The exercise strikes me. I followed the examples in Section 4.2 and am still getting three passes and one failed. I understand the code to fill in the missing values, but I am not getting the output. Please, I need help.

What is the output you get when you actually run the cell that is failing? Please “copy/paste” the entire exception trace or output that you see.

A = np.array([[1,2,3],[0,1,0], [0,0,5]])
B = np.array([[1], [2], [4]])
row_echelon_form(A,B)
array([[1., 2., 3., 1.],
[0., 1., 0., 2.],
[0., 0., 5., 4.]])
w2_unittest.test_row_echelon_form(row_echelon_form)
Wrong output for test case check_matrix_1.
Expected:
[[ 1. 2. 3. 4. ]
[-0. 1. 1.3 1.7 ]
[-0. -0. 1. 2.33333333]].
Got:
[[1. 2. 3. 4. ]
[0.25 1. 1.25 1.5 ]
[5. 0. 2. 3. ]].
3 Tests passed
1 Tests failed

Ok, your code clearly wrong, since you get the wrong answer. Now the question is how to figure out why it is wrong. As Tom pointed out, they gave you detailed step by step example in the instructions. My recommendation would be to “instrument” your code with print statements, so that you can track the steps and compare to their example and figure out where you are “going off the rails”.

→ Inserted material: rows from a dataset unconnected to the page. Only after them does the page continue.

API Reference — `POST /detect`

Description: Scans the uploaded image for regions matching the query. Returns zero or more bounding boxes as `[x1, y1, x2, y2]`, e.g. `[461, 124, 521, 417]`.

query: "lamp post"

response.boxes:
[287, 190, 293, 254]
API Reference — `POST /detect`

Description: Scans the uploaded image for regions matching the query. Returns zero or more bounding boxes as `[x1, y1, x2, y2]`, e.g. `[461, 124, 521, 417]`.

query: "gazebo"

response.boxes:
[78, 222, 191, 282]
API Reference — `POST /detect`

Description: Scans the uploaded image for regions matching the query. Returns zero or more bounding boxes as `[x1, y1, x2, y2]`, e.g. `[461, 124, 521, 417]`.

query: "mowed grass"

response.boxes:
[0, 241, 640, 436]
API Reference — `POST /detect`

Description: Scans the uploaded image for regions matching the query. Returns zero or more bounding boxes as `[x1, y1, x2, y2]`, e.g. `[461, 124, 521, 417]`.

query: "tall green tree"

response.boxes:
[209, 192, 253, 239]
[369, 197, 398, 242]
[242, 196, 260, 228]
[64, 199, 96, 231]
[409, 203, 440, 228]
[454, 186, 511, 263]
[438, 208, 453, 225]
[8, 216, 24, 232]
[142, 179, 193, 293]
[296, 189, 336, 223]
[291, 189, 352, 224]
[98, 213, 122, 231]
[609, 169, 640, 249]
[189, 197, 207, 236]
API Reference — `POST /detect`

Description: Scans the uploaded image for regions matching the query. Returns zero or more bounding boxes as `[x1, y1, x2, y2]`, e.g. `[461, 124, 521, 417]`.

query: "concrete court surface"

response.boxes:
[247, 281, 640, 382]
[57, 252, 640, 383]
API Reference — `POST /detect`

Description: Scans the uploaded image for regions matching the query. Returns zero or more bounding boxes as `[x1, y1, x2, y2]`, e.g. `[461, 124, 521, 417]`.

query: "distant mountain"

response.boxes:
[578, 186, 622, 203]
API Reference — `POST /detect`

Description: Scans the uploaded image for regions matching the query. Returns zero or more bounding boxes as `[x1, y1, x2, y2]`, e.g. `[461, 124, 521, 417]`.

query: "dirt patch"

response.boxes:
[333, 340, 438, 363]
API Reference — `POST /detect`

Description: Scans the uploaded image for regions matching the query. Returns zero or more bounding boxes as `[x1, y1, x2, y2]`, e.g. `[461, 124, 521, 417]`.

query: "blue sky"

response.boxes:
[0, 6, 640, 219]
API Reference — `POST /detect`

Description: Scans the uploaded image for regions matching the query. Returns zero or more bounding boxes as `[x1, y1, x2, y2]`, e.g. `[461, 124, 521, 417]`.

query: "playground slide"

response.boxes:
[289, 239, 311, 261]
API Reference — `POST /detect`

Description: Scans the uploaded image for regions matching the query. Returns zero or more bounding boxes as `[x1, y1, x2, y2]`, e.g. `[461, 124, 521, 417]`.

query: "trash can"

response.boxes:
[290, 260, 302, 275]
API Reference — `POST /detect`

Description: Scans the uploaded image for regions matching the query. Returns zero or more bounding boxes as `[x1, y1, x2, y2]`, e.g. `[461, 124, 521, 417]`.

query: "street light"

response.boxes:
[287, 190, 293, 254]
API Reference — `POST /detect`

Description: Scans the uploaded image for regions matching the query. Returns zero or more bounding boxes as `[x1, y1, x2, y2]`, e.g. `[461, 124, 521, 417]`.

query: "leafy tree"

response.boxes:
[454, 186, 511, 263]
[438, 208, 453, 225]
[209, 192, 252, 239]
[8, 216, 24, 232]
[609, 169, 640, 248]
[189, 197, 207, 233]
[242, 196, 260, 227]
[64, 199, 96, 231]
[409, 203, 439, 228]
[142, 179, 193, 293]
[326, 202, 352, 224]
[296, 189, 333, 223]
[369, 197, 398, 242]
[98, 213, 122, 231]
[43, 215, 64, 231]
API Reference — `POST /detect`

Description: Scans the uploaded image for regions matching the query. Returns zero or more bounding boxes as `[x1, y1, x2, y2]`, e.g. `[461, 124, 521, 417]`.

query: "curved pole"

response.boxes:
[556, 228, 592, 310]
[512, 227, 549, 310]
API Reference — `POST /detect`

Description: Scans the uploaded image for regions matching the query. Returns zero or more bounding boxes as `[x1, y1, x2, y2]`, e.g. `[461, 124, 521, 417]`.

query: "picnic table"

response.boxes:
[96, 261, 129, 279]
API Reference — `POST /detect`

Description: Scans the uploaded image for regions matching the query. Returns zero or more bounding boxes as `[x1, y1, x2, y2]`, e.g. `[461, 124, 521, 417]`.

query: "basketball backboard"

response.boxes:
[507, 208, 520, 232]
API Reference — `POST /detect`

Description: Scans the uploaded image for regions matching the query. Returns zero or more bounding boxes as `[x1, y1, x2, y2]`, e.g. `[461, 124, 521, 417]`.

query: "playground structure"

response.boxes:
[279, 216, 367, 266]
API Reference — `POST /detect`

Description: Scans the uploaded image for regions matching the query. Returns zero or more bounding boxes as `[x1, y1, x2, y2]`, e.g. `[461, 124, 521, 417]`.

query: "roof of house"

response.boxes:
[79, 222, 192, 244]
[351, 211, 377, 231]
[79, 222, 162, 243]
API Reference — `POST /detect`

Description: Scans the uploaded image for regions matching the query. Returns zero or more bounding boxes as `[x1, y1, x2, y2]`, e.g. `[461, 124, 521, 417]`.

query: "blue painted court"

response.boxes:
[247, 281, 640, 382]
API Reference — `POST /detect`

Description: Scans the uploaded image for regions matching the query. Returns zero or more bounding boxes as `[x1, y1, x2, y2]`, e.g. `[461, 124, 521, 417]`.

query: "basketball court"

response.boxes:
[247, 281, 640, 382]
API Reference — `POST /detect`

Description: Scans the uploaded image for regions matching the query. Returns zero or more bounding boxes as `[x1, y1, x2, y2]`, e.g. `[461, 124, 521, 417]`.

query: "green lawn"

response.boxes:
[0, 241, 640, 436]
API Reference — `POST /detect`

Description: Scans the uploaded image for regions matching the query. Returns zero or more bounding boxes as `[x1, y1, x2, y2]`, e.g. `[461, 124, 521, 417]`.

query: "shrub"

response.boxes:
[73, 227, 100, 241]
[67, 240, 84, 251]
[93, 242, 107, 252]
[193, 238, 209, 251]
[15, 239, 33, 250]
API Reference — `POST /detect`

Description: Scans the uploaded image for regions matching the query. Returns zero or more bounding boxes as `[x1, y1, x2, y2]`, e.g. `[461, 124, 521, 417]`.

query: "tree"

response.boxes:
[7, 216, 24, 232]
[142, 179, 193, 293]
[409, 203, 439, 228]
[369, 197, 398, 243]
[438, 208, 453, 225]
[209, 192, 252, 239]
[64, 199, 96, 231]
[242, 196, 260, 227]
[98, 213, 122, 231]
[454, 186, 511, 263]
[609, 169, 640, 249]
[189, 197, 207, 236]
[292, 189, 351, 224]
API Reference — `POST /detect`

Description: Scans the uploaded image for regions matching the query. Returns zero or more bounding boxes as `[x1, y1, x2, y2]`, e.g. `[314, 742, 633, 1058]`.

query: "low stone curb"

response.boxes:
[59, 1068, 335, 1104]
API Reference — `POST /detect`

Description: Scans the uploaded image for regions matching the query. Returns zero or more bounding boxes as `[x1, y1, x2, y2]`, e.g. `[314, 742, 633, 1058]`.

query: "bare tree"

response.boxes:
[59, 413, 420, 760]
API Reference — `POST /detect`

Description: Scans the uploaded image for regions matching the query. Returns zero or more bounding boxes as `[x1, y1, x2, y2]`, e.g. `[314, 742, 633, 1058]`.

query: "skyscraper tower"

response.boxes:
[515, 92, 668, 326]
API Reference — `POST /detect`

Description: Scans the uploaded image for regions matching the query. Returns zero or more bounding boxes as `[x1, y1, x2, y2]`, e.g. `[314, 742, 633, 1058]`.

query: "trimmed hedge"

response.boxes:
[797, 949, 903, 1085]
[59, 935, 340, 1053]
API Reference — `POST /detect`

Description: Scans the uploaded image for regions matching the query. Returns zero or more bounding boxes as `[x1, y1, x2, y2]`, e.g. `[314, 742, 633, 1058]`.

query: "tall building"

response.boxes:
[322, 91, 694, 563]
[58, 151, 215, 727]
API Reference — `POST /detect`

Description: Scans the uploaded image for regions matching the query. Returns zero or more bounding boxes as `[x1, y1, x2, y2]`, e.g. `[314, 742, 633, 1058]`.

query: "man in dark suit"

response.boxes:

As an example, I instrumented my code with print statements and here’s my output for that same test with all the intermediate prints:

M =
[[1. 2. 3. 4.]
 [5. 0. 2. 3.]
 [1. 4. 5. 6.]]
Outer loop row = 0
M[0] after 1/pivot =
[1. 2. 3. 4.]
Inner loop row = 1
M[1] after = [  0. -10. -13. -17.]
Inner loop row = 2
M[2] after = [0. 2. 2. 2.]
Outer loop row = 1
M[1] after 1/pivot =
[-0.   1.   1.3  1.7]
Inner loop row = 2
M[2] after = [ 0.   0.  -0.6 -1.4]
Outer loop row = 2
M[2] after 1/pivot =
[-0.         -0.          1.          2.33333333]
M final =
[[ 1.          2.          3.          4.        ]
 [-0.          1.          1.3         1.7       ]
 [-0.         -0.          1.          2.33333333]]
 All tests passed

So the first M value there is the original input for the test case. And you can see that my final answer agrees with the “Expected” value shown in your failure message.

Notice that you don’t even end up with 0s in position [1,0] and [2,0] of the output matrix. So the basic inner loop is not working correctly. Now you need to figure out why.

Thank you very much. I can see that my M is different from this

I thought the num_rows is the number of rows the matrix has, which is three.

Yes, but the point is that is just with one particular test matrix. Then what happens if they give you a different test input that has 4 or 5 rows?

You’ve hard-coded the loop limit to be 2, but the point is to use the variable that has the actual number of rows, right? It may be different in each invocation of your function, which is why “hard-coding” is a bad idea.